Archive | November, 2009

Pay Off Your Debts!

When getting first time mortgages, one thing you should do before proceeding any further is paying off your existing debts. Assuming you have the financial capabilities, paying off your debts can bring a lot of benefits to your first home purchase.

With your debts all paid off, you can simply get preapproved for a mortgage. Take your time and seek the best possible mortgage deal, and then ask for preapproval while negotiating the interest rate and fees even lower. When the lender checks your credit rating to see how secure investing in you can be, they will see a clean slate and superb credit rating. It will give you the extra discount that can save you thousands on your mortgage, and get you preapproved instantly.

Once you get preapproved for a mortgage, you actually possess stronger bargaining power when dealing with home owners. Go out and find your dream house; once you do, negotiate the price of the house and state that you are preapproved for a mortgage along the negotiation.

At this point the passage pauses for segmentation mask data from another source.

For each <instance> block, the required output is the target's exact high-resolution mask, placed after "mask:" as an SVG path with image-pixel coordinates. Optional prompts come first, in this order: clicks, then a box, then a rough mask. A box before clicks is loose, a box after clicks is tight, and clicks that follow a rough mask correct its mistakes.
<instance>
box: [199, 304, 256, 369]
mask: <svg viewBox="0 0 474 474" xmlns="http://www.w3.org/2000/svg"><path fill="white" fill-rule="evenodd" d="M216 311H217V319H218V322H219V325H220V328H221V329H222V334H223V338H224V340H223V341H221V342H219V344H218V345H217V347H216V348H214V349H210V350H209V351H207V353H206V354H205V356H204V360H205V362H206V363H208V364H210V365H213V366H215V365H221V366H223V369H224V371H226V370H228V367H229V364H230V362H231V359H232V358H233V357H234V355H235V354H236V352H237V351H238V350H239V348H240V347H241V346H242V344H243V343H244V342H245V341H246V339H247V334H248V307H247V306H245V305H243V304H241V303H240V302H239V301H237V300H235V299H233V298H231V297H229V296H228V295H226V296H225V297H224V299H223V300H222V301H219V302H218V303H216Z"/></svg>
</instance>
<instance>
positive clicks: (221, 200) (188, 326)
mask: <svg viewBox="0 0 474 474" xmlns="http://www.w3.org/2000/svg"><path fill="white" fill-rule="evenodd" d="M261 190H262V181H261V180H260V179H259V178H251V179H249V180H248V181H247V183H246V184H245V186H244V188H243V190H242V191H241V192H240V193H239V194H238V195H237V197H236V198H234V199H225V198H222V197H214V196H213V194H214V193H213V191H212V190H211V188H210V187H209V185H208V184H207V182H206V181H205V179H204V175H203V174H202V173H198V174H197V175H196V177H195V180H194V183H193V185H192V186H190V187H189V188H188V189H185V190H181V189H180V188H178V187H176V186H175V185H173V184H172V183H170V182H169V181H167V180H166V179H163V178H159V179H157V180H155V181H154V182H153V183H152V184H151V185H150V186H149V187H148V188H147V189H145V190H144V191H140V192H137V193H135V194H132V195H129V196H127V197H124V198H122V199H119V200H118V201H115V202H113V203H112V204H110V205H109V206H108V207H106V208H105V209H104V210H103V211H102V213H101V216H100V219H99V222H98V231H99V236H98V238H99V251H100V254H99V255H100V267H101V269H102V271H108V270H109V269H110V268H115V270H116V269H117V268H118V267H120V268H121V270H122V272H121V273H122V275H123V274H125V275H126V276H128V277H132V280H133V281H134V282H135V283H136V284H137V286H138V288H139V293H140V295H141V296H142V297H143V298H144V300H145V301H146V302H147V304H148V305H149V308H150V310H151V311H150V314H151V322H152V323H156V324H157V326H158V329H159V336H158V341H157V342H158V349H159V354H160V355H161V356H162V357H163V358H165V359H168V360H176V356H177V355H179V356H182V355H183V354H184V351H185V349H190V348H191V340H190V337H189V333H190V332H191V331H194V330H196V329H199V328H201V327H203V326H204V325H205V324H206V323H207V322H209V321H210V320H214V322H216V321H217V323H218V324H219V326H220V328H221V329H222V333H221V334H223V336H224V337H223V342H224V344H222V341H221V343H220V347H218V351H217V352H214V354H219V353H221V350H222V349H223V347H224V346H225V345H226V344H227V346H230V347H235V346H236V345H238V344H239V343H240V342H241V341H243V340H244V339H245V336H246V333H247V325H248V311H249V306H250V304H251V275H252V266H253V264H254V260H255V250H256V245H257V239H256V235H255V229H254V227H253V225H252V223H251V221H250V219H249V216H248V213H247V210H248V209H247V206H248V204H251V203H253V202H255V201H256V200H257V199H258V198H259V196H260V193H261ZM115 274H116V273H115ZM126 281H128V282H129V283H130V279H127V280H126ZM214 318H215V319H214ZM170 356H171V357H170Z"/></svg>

The seller will appreciate the fact that they will be paid, in cash, quickly, and will most likely give you the bargain you want. That’s two savings already, all because you pay off your debts before applying for first time mortgages.

First Time Mortgages for People with Bad Credit

Buying a house when you have trouble keeping up with monthly payments and rent is actually a good idea. It may be harder to find the right house to buy and mortgage deal to finance the purchase, but you can save a lot of money on rent and use it to finance your home purchase instead. Luckily, there are several mortgage deals being offered for people with bad credit score.

Naturally, you will have to deal with higher interest rate and other charges. You may not have the money to pay for the 20% required down payment, but you can still find mortgage deal requiring smaller down payment — usually with the help of insurance — or get assistances from government institutions offering down payment aid for home purchases.

The high interest rate can still be bearable as long as the monthly payment is actually lower than the amount of money you spend each month for paying rent. In this kind of situation, you should focus on monthly payment amount first and make sure it is affordable. After you get the house and manage to improve your financial condition, you can renegotiate your mortgage loan or simply transfer it to more profitable schemes available.